7.10: Cross-validation
- "In general, with a multistep modeling procedure, cross-validation must be applied to the entire sequence of modeling steps.
- Exception: initial unsupervised screening steps can be done before samples are left out.
- Example: Select the predictors with the highest variance across all samples before starting x-val. The filtering does not involve the class labels so it doesn't provide an unfair advantage.
- The model is completely retrained at each fold in the process
Chapter 14: Unsupervised Learning
14.1: Introduction
- Supervised learning: input: predictor variables, output: response variables
- characterized by Loss function L(y, yhat)=(y=yhat)^2
- density estimation problem: determining properties of conditional density Pr(Y|X)

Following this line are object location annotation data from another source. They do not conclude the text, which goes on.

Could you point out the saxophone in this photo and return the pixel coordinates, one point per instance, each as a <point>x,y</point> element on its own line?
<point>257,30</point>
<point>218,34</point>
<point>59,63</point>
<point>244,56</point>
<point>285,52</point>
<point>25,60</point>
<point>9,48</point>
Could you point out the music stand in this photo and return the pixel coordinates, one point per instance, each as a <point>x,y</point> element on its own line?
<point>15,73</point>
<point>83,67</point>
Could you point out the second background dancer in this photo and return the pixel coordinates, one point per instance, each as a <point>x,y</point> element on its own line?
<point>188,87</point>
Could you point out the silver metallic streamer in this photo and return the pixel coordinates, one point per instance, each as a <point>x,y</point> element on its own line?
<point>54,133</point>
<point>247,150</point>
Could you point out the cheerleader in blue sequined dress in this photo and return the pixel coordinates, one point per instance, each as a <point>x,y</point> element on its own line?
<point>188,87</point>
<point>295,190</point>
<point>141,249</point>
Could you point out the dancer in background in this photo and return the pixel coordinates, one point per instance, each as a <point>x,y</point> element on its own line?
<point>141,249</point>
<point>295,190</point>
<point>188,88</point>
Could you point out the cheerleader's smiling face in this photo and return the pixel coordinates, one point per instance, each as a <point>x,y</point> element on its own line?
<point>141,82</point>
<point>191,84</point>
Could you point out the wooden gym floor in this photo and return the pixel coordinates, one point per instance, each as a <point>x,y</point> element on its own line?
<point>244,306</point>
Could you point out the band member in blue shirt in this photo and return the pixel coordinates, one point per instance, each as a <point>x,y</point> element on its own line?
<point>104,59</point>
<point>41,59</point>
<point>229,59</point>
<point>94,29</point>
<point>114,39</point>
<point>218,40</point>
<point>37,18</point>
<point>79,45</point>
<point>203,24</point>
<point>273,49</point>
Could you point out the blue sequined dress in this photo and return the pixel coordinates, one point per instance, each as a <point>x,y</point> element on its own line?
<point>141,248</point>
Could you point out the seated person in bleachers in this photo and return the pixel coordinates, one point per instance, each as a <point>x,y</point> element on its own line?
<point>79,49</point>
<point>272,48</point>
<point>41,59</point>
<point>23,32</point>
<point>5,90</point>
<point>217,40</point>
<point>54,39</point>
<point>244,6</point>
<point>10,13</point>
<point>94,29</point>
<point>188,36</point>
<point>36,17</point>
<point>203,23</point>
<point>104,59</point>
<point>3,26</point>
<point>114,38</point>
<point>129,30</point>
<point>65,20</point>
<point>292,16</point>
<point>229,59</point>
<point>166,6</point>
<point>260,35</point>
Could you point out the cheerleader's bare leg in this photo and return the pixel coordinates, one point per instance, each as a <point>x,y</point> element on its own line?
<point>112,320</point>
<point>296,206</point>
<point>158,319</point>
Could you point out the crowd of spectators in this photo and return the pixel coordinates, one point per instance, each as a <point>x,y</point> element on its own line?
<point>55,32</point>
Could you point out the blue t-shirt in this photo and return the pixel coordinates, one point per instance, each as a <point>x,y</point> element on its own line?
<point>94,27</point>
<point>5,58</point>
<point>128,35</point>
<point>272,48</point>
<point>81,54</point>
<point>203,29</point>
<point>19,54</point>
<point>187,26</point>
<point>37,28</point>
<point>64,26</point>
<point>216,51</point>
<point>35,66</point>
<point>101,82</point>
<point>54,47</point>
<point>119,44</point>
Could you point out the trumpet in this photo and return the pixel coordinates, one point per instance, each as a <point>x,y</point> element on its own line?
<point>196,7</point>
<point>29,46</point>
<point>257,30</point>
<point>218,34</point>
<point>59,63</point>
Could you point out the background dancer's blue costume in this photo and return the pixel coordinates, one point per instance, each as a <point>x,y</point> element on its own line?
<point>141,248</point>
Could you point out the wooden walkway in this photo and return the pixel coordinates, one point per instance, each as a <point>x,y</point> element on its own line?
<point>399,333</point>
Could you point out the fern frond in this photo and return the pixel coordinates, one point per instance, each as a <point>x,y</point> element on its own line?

- want parameters that minimize expected error
- Unsupervised learning goal is to estimate joint density Pr(X)
- For low dimensional problems, can directly estimate density Pr(X) at all X values
- Identify a low dimensional manifold within the X-space that represent high density data
- Provide information about the association among variables and whether or not they can be considered functions of a smaller set of latent variables.
- Cluster analysis attempts to find multiple convex regions of the X-space that contain modes of Pr(X)
- This can tell whether or not Pr(X) can be represented by a mixture of simpler densities representing distinct types of classes or observations
14.3 Cluster Analysis
- potential goals: Estimating K (how many groups?), determining hierarchy
- "We don't use labels in the clustering but will examine posthoc which labels fall into which clusters
- Estimating within cluster dissimilarity Wsubk as a function of the number of clusters K
- cross-validation doesn't work here because W generally decreases with increasing K
- If K is less than K*, then clusters returned by algorithm will each contain a subset of the true underlying groups
- As you partition individuals into more clusters than there are in actuality, this will tend to provide a smaller decrease in the criterion as K is further increased.
- Splitting a natural group reduces the criterion less than partitioning the union of two well-separated groups.
- Gap Statistic: identify a kink in the plot of Wk = f(K)
Chapter 15: Random Forests
- Bootstrap aggregation works well for high variance low bias procedures
- regression: average the prediction
- classification: the predictions form a committee and vote
- Random forests builds a large collection of de-correlated trees and averages them
- Average many noisy but approximately unbiased models.